Heavyweight non-perishable food items such as wheat, sugar, cooking oil and ghee are all up in double digits, with only wheat showing signs of slowing down on month-on-month basis. Sugar, oil, and ghee all saw prices go up by more than 5 percent month-on-month. In case of cooking oil and ghee, global commodity price spiral is in play, as palm oil prices have jacked up by more than 40 percent year-on-year.
The thing with non-perishable food items is that they almost never go down even if the global commodity price softens. The rate of increase may be arrested once normalcy resumes in palm oil, but the high base has been formed, and will likely keep year-on-year increase well within double digits. The case of sugar is no different, no matter how much effort you make to administer prices through DCs – very rarely do sugar prices go back at the retail level.
On the perishable front, cyclicity is the norm except for milk prices. Milk has the single highest weight in the CPI food consumption basket – and the upward trend suggests double-digit increase in milk prices is almost guaranteed. Milk prices had risen by an average 6 percent year-on-year from FY13 to FY20, before FY21 came with a 12 percent year-on-year increase. That trend seems to have cemented its place, which will keep the perishable food basket under pressure.
While there may be early signs of demand picking up, it is nowhere near to cause demand driven inflation, as evident from core inflation. Non-food non-energy core inflation has come down to 6.3 percent, having hit 7 percent as recent as April 2021. Given the government’s mood and adequate budgeting for power sector subsidies, an increase in electricity or gas prices for the domestic sector appears highly unlikely, which will lead to further curbed core inflation once the high base of previous electricity tariff increase eases.
The petroleum prices will continue to reflect double-digit year-on-year increase for a few more months, but the month-on-month increase will be close to minimal. The government has clearly adopted the strategy of letting petroleum revenues go, in a bid to minimize the impact on consumers. Any slowdown in global crude oil prices could reflect positively on fuel inflation going forward.

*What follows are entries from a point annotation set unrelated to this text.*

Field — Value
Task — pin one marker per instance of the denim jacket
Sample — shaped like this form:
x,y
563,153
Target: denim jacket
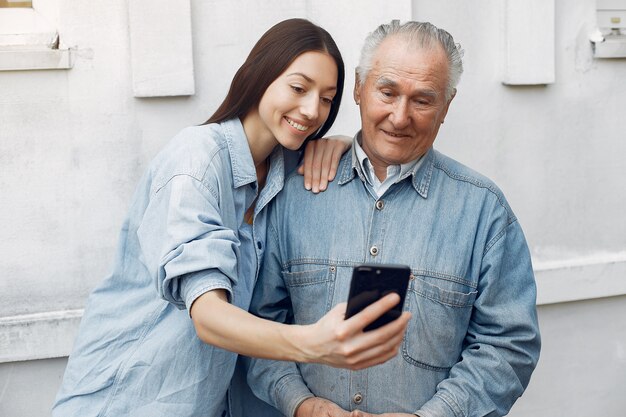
x,y
473,339
137,353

That said, the risks from currency depreciation are growing, which could fuel inflation. Similarly, possible fiscal slippages could lead to another round of indirect inflation, as the government would need to finance the gap. But for now, as long as demand driven inflation is kept in check, the central bank may want to continue running negative real interest rates. It is too early to call, but FY22 CPI could well fall within or near the higher range of projected 6-8 percent.